In retrospect, these scenes play almost like the coy initial-curiosity stages of a love affair, as does the first press conference they share together, in which McEnroe stares down the table at his future friend. It’s a convenient theory for the movie to float — that they eventually bonded out of mutual respect and a recognition of these shared traits — but one that doesn’t extend to how differently they prepared. Whereas McEnroe goes out and gets wasted at the club with a bunch of sexy tennis groupies, Borg’s night-before ritual is a mix of superstition and routine, as when he and Bergelin test the strings of nearly 50 rackets in order to choose the perfectly calibrated weapons for the next day’s match.

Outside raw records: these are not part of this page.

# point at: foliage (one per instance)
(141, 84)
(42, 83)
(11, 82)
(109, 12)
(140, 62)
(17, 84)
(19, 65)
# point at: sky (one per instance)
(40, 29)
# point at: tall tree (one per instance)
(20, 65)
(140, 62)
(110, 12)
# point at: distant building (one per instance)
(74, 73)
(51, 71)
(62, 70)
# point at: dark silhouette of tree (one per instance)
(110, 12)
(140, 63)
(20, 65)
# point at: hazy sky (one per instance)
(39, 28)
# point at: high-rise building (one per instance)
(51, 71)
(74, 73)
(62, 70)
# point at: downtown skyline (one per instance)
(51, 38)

It’s not easy to turn these kind of details into a compelling piece of entertainment, and yet, Metz mostly succeeds, through a mix of raw energy (the director of terrific Afghanistan war doc Armadillo combines quick cutting with a handheld nonfiction aesthetic) and oblique scripting — which is to say, Swedish screenwriter Ronnie Sandahl adopts the approach sweeping European cinema at the moment (seen in films such as A Prophet and BPM), in which conventional dramatic scenes are rejected, in favor of a prismatic collection of well-chosen, yet unexpected and borderline-banal moments that reveal far more about the characters in question.
For example, there’s the scene in which Borg misplaces his wallet and keys, forcing him to walk to a nearby cafe, where he shares a connection with the celebrity-oblivious bartender. As written, the scene does virtually nothing to set up the match, but reveals much about Borg’s character, and how his success has — as one character later articulates it — made him “the loneliest person on the whole planet.”
When the outcome of past rivalries is well known in vintage sports stories such as this, competition itself becomes the subject, and though Borg/McEnroe isn’t top of its subgenre (that would be Ron Howard’s Formula 1 rivalry Rush, best of the past decade at least), it’s dazzling in its own right. When the big tennis finale arrives, Metz finds all sorts of ways to make the match interesting, blending urgent music, creative camera vantages and ridiculously hyperbolic announcer commentary to generate the desired tension. But the real reason we’re invested is far simpler than that: Metz and his cast have made us care about both Borg and McEnroe by this point. Weirdly, their personalities seem to disappear on the Wimbledon court itself, and what results is a kind of intimate communion between the two, in which our respect for each — and their respect for one another — deepens profoundly.